Si è conclusa senza morti la presa di ostaggi a Lourdes, nel sud-ovest della Francia, dove un blitz delle forze d'intervento speciale della polizia (Raid) ha permesso di bloccare l'ex militare che si era barricato nell'appartamento dell'ex compagna, che è l'unica persona a essere rimasta ferita, sembra da un colpo di arma da fuoco sparato dall'uomo. Gli altri due ostaggi, rimasti illesi, sono i genitori della donna. Secondo i media locali, l'uomo, sulla cinquantina, si è arreso e non ha opposto resistenza, dopo aver sparato diversi colpi verso l'esterno con un fucile a pompa. La donna, che l'ex compagno avrebbe ferito a un'anca e che non sarebbe in pericolo di vita, aveva denunciato l'uomo nel 2017 per violenze e maltrattamenti e minacce di morte.

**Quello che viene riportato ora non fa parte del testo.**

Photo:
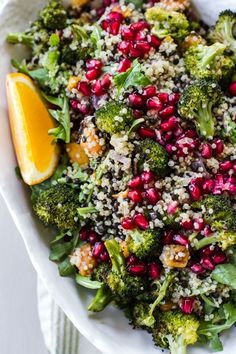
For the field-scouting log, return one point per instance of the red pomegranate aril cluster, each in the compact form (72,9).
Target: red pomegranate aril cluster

All'uomo era di conseguenza stato proibito di avvicinarsi alla casa della donna.

La vicenda

L'ex militare, si è barricato armato in una casa con almeno due ostaggi, che sarebbero la sua ex compagna e la figlia. Da qui ha sparato verso l'esterno alcuni colpi.

Edificio circondato

Secondo quanto scrivono i media locali, la donna aveva più volte denunciato per violenza l'uomo. La zona intorno a rue Mozart, vicino alla stazione ferroviaria di Lourdes - la località famosa per il santuario nella Regione dei Pirenei - sarebbe stata circondata subito dalle teste di cuio della polizia, chiamate Raid, che hanno cercando di entrare in contatto con l'uomo per convincerlo a deporre le armi e arrendersi.